= Skinnar Per Andersson =

Skinnar Per Andersson from Sollerön (1703 - 30 January 1744) was a farmer from Dalarna, member of the Swedish Riksdag representing parts of Dalarna and one of the key leaders of the Dalecarlian Rebellion of 1743.

Andersson had appeared at a landsting in 1742 (gathered on the request of the commoners of Dalarna), where he emerged as the most prominent opponent of the government and the Estates. He was elected to the Riksdag by the delegation from Dalarna. Notably, his mandate was conditioned by a written contract which stipulated that his pay as Riksdag delegate would depend on what kind of improvements he would bring to the peasantry. Andersson's constituency covered the bailiwicks of Upper Siljan, Lower Siljan and Western Dalarna, as well as Gagnef and Svärdsjö.

In regards to the issue of the royal succession, Andersson supported the claim to the throne of the Danish crown prince Fredrik.

In the Riksdag Andersson participated in the commission that had been assigned to audit the war efforts. He returned to Dalarna, where he participated in a meeting of parish delegates in Leksand on 12 March 1743, during which he called on the people of Dalarna to resist recruitment to the army. Andersson had brought a morning star to the meeting, and whilst the county governor was speaking in favour of releasing recruits to the army the weapon was slammed into the ceiling of the meeting hall.

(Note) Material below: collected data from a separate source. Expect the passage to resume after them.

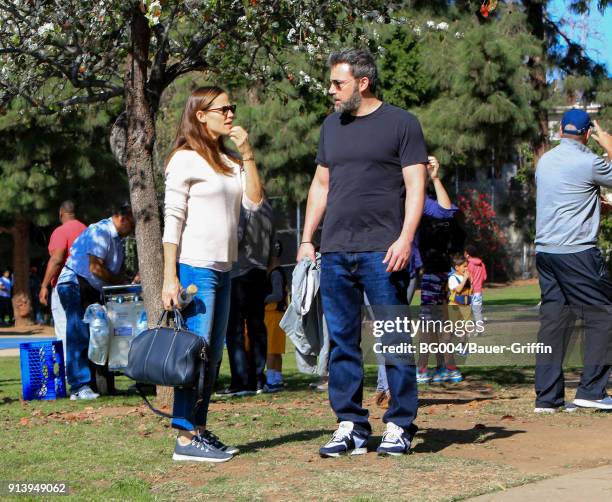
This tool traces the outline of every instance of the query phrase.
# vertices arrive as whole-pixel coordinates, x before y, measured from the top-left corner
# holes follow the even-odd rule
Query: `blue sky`
[[[581,18],[570,13],[567,0],[553,0],[548,12],[555,19],[565,19],[568,25],[564,32],[574,41],[584,43],[587,54],[599,63],[606,65],[608,75],[612,77],[612,7],[608,7],[602,16],[595,8],[588,17]],[[593,4],[597,4],[594,0]]]

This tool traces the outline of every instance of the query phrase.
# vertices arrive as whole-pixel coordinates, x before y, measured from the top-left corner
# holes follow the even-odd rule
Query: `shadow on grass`
[[[524,434],[527,431],[519,429],[506,429],[505,427],[478,425],[473,429],[424,429],[417,432],[416,437],[423,442],[417,444],[415,453],[436,453],[456,444],[488,443],[495,439],[512,437]]]
[[[267,448],[274,448],[275,446],[286,445],[289,443],[300,443],[303,441],[310,441],[319,437],[330,435],[333,431],[331,429],[320,429],[316,431],[300,431],[294,432],[293,434],[287,434],[285,436],[278,436],[272,439],[265,439],[263,441],[255,441],[253,443],[245,443],[238,445],[237,447],[241,452],[253,453],[259,450],[265,450]]]
[[[508,366],[464,366],[461,368],[465,377],[476,378],[483,384],[496,383],[498,385],[532,384],[533,368],[517,368]]]
[[[2,400],[0,401],[0,406],[2,406],[3,404],[11,404],[11,403],[18,403],[18,402],[19,402],[19,398],[3,397]]]
[[[419,408],[422,408],[423,406],[433,406],[435,404],[468,404],[474,401],[489,401],[491,399],[495,399],[495,397],[496,396],[466,397],[466,398],[457,398],[457,399],[448,398],[448,397],[442,397],[440,399],[437,399],[435,397],[434,398],[431,398],[431,397],[419,398]]]

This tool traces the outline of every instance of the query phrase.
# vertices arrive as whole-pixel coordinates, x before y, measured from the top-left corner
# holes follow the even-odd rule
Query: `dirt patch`
[[[290,432],[285,422],[273,428],[264,441],[238,445],[243,454],[231,462],[214,466],[174,464],[169,472],[155,474],[147,481],[158,485],[172,479],[212,498],[224,493],[227,484],[236,494],[241,493],[240,487],[256,489],[265,500],[292,500],[296,493],[300,499],[312,496],[327,500],[324,494],[317,493],[317,486],[333,484],[330,477],[334,473],[343,475],[345,484],[349,478],[354,483],[344,488],[342,499],[362,495],[360,482],[366,479],[376,482],[378,474],[393,473],[392,476],[397,475],[393,483],[399,483],[398,489],[400,486],[404,489],[403,484],[410,479],[410,490],[418,493],[419,487],[427,490],[435,485],[438,493],[452,497],[465,493],[466,487],[468,492],[474,490],[479,482],[487,489],[503,488],[535,477],[612,463],[609,442],[602,440],[612,437],[612,414],[577,411],[534,415],[533,390],[529,385],[495,390],[491,385],[468,380],[459,385],[432,386],[422,391],[419,399],[420,430],[414,440],[413,455],[400,460],[400,464],[397,459],[381,459],[373,453],[385,428],[382,418],[386,410],[374,405],[371,393],[364,400],[374,430],[368,444],[370,453],[354,458],[321,459],[318,447],[334,428],[334,419],[325,396],[313,395],[277,403],[268,401],[265,406],[280,414],[303,410],[304,416],[329,416],[329,430],[306,431],[296,423],[295,430],[301,431],[298,433],[304,434],[305,439],[283,442]],[[236,426],[233,422],[238,416],[257,417],[262,405],[256,398],[213,403],[212,427],[223,431],[225,427]],[[278,438],[274,438],[276,435]],[[471,461],[479,462],[475,464],[477,469],[470,469]],[[437,467],[439,462],[446,464]],[[331,469],[331,465],[335,467]],[[456,469],[450,468],[455,465]],[[401,471],[406,472],[400,475]],[[444,475],[437,479],[437,474]],[[505,481],[488,486],[493,479]],[[405,494],[408,497],[409,492]],[[384,499],[382,492],[380,496]]]

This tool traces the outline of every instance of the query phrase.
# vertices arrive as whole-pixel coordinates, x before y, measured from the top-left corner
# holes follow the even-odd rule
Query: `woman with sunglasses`
[[[203,402],[196,408],[195,390],[174,392],[174,460],[225,462],[238,453],[206,428],[227,328],[240,206],[256,211],[263,200],[248,135],[233,125],[235,111],[236,105],[218,87],[193,91],[166,164],[162,300],[164,308],[172,309],[179,304],[181,284],[195,284],[198,292],[183,316],[187,329],[209,345]],[[226,138],[240,156],[225,146]]]

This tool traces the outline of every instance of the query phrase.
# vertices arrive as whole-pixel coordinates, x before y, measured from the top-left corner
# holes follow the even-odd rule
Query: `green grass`
[[[487,290],[485,301],[537,303],[531,286],[505,288],[506,296],[503,291]],[[413,455],[320,459],[318,448],[335,428],[335,417],[327,396],[307,389],[314,377],[297,373],[293,354],[285,356],[284,364],[286,392],[214,400],[209,426],[239,446],[241,454],[227,464],[194,465],[172,462],[175,433],[167,420],[127,392],[127,378],[117,379],[119,395],[95,402],[24,402],[18,358],[0,358],[0,480],[65,481],[69,500],[386,502],[461,500],[535,479],[501,463],[444,452],[449,441],[477,443],[478,437],[437,430],[431,418],[415,439]],[[531,373],[519,368],[466,368],[465,373],[496,391],[532,386]],[[221,386],[229,382],[227,357],[220,378]],[[367,366],[367,396],[375,383],[376,367]],[[381,432],[375,430],[370,448],[376,447]],[[488,447],[487,434],[481,433],[482,447]]]
[[[487,288],[484,290],[485,307],[497,305],[537,305],[540,301],[540,287],[537,284],[521,284]],[[417,290],[411,305],[420,305],[421,292]]]
[[[213,403],[211,429],[241,455],[223,465],[186,465],[171,461],[173,431],[126,393],[126,378],[117,381],[121,395],[95,402],[23,402],[18,359],[0,358],[0,479],[66,481],[68,499],[104,501],[459,500],[531,479],[503,465],[443,455],[427,447],[427,435],[415,441],[419,453],[404,458],[320,459],[317,449],[335,420],[326,396],[306,390],[312,378],[292,363],[288,355],[287,392]],[[490,371],[497,373],[481,376],[516,380]],[[375,368],[366,374],[371,394]],[[221,376],[227,381],[225,366]]]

Andersson travelled back to Stockholm, whereby he moderated his stance on the recruitment issue. However, he was unable to convince his constituents. Back in Dalarna (where an armed rebellion was being organized), he argued at a meeting in Lisseby for postponement of the march on Stockholm for two weeks. Once the march towards Stockholm began, he joined it.

Skinnar Per Andersson was sentenced to death by the Svea Hovrätt court of appeals on 9 January 1744. He was executed on 30 January 1744, along with a number of other leaders of the rebellion.